There are several segments within the property lending sector, and some are proving to be more popular and inflation-proof then others. Uma Rajah, founder and chief executive of CapitalRise, says that the prime property market has seen “strong performance in spite of recent economic uncertainty.”
“This is driven by a few factors,” she says. “Namely the natural constraints on property supply, particularly in prime London areas, and high demand, especially from overseas buyers who appreciate the relative value of GBP purchases.”
In fact, CapitalRise has seen a 125 per cent increase in its live loan facilities over the past year.
“Prime property lending – especially in London – operates independently of the overall UK property market,” says Rajah. “Because of this we are seeing increasing demand from borrowers for prime property projects in the best locations.”

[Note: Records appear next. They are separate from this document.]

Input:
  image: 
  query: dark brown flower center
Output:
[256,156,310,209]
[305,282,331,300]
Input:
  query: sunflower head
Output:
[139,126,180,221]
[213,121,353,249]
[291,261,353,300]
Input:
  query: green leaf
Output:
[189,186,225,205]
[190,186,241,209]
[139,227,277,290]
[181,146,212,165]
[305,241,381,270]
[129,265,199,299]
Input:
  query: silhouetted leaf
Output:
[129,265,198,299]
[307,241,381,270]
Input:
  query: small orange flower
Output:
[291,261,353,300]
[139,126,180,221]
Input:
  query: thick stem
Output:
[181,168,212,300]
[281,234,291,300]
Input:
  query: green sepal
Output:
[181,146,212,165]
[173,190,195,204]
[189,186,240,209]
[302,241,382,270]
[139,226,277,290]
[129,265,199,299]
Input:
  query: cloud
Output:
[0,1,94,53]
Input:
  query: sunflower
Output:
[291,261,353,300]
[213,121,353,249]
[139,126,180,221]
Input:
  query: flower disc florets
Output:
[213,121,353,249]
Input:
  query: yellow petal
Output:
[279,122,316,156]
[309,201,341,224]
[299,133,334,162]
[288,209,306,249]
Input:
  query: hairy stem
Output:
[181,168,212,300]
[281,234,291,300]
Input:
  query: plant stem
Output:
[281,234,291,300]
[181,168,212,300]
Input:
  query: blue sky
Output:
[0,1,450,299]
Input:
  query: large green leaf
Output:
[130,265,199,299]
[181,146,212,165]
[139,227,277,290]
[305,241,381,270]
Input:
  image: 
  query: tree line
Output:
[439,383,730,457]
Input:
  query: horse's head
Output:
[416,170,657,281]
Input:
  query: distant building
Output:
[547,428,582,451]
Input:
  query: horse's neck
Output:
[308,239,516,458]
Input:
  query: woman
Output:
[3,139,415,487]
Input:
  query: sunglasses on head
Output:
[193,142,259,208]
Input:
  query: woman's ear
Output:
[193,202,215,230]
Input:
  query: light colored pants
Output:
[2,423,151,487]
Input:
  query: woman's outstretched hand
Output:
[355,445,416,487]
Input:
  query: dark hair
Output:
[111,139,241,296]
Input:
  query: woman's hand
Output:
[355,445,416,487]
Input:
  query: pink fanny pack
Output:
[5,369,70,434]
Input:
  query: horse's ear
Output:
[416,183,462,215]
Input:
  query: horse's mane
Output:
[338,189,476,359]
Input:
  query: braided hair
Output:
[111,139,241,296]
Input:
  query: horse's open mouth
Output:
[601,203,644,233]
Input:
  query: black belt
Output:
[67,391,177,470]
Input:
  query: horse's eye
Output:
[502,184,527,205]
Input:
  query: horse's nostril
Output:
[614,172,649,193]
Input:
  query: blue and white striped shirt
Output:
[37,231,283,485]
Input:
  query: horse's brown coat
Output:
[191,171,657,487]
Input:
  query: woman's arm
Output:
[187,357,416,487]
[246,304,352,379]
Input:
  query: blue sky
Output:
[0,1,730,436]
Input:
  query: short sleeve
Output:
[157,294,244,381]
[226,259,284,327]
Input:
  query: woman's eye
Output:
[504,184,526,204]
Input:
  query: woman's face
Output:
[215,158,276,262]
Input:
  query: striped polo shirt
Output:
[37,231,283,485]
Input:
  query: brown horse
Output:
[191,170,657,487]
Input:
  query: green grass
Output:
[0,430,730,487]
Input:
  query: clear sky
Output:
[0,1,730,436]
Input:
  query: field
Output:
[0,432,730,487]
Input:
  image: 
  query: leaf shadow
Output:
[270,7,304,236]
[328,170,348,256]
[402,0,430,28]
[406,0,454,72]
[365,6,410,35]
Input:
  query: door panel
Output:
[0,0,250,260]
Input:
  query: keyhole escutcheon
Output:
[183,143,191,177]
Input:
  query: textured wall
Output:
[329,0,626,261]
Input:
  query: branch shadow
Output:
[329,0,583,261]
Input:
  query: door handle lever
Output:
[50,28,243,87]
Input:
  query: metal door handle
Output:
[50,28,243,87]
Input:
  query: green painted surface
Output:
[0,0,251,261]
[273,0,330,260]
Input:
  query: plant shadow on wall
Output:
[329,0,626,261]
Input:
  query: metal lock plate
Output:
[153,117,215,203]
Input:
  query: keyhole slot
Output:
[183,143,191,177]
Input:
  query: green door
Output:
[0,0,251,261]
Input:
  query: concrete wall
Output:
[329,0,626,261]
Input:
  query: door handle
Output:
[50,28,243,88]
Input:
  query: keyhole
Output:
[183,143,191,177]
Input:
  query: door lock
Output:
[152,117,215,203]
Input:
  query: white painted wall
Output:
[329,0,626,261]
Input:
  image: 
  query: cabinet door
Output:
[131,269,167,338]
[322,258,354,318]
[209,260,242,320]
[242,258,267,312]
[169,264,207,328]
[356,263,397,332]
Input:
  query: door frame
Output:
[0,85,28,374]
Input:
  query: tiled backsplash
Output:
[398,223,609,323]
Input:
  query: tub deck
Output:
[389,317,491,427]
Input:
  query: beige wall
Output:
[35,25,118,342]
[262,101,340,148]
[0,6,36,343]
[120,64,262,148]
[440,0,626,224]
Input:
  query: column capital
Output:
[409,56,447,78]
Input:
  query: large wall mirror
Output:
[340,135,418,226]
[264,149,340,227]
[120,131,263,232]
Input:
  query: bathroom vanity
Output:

P2P platforms have another challenge. The rising base rate means that FSCS-protected savings accounts are now able to offer returns of up to five per cent. Peter Read, director and founder of Assetz Exchange, told Peer2Peer Finance News that P2P loans advertising target rates below seven per cent are not moving as quickly on his platform; whereas loans being offered at seven per cent or more are being snapped up by investors.
Read more: Higher rates forecast to increase demand for development exit finance
“When the yield is above seven per cent, it seems that people are more likely to invest,” Read said.
Ultimately, the risks associated with high inflation and the rising base rate have the potential to hit any part of an investment portfolio. Stocks and shares, bonds, and even cash holdings are not immune to the machinations of the market, and it is down to each individual investor to decide how they want to manage that risk. For some, that means diversifying their portfolio as much as possible; while for others it means simply being prepared to stay the course in the belief that the economy will improve.
“No complex asset class is really inflation-proof,” says Alan Fletcher, partnership director at Invest & Fund.
“You can’t escape the all-consuming broader economic circumstances that affect capital markets and property markets alike. But what you can do is balance your portfolio in a way that allows you to take advantage of stable returns that will lessen the impact of things like rising rates and negative medium-term volatility – and that’s what we offer.”
The Bank of England has projected that inflation will fall “quite quickly” towards the end of this year, dropping to five per cent by some estimates. Lower inflation rates should encourage the central bank to lower the base rate again, bringing us (almost) back to normal market conditions. In normal market conditions, P2P property lending stands out for its higher returns and strong track record.
Platforms just need to weather the next few months without seeing a substantial increase in defaults or a reduction in investment. The property sector has been through worse, and will face new threats in the future. It is the ability to move with these changes that will ultimately separate the great from the good.